Some things I have learned in Italy, he wrote to Manning (January 26, 1851), that I did not know before, one in particular. The temporal power of the pope, that great, wonderful, and ancient erection, is gone. The problem has been worked out—the ground is mined—the train is laid—a foreign force, in its nature transitory, alone stays the hand of those who would complete the process by applying the match. This seems, rather than is, a digression. When that event comes, it will bring about a great shifting of parts—much super-and much subter-position. God grant it may be for good. I desire it, because I see plainly that justice requires it. Not out of malice to the popedom; for I cannot at this moment dare to answer with a confident affirmative, the question, a very solemn one—Ten, twenty, fifty years hence, will there be any other body in western Christendom witnessing for fixed dogmatic truth? With all my heart I wish it well (though perhaps not wholly what the consistory might think agreed with the meaning of the term)—it would be to me a joyous day in which I should see it really doing well.

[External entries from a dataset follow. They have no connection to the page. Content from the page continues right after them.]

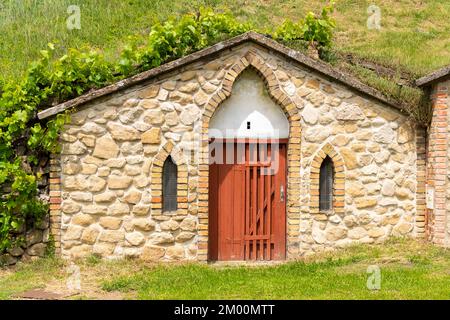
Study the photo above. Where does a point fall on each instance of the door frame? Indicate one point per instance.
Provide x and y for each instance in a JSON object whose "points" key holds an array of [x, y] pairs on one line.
{"points": [[251, 58], [213, 232]]}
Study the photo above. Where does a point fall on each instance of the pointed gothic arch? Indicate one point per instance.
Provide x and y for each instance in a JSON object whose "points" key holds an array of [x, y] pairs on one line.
{"points": [[169, 150], [252, 60], [338, 179]]}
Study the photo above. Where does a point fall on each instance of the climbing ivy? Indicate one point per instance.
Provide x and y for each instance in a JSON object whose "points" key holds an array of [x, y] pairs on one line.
{"points": [[25, 141]]}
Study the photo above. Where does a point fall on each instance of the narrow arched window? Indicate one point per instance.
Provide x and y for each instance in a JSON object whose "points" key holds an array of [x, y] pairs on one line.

Various ideas of this kind set him to work on the large and curious enterprise, long since forgotten, of translating Farini's volumes on the Roman State from 1815 down to 1850. According to the entries in his diary he began and finished the translation of a large portion of the book at Naples in 1850—dictating and writing almost daily. Three of the four volumes of this English translation were done with extraordinary speed by Mr. Gladstone's own hand, and the fourth was done under his direction.254 His object was, without any reference to Italian unity, to give an illustration of the actual working of the temporal power in its latest history. It is easy to understand how the theme fitted in with the widest topics of his life; the nature of theocratic government; the possibility (to borrow Cavour's famous phrase) of a free church in a free state; and above all,—as he says to Manning now, and said to all the world twenty years later in the day of the Vatican decrees,—the mischiefs done to the cause of what he took for saving truth by evil-doing in the heart and centre of the most powerful of all the churches. His translation of Farini, followed by his article on the same subject in the Edinburgh in 1852, was his first blast against 'the covetous, domineering, implacable policy represented in the term Ultramontanism; the winding up higher and higher, tighter and tighter, of the hierarchical spirit, in total disregard of those elements by which it ought to be checked and balanced; and an unceasing, covert, smouldering war against human freedom, even in its most modest and retiring forms of private life and of the individual conscience.' With an energy not unworthy of Burke at his fiercest, he denounces the fallen and impotent regality of the popes as temporal sovereigns. 'A monarchy sustained by foreign armies, smitten with the curse of social barrenness, unable to strike root downward or bear fruit upward, the sun, the air, the rain soliciting in vain its sapless and rotten boughs—such a monarchy, even were it not a monarchy of priests, and tenfold more because it is one, stands out a foul blot upon the face of creation, an offence to Christendom and to mankind.'255 As we shall soon see, he was just as wrathful, just as impassioned and as eloquent, when, in a memorable case in his own country, the temporal power bethought itself of a bill for meddling with the rights of a Roman voluntary church.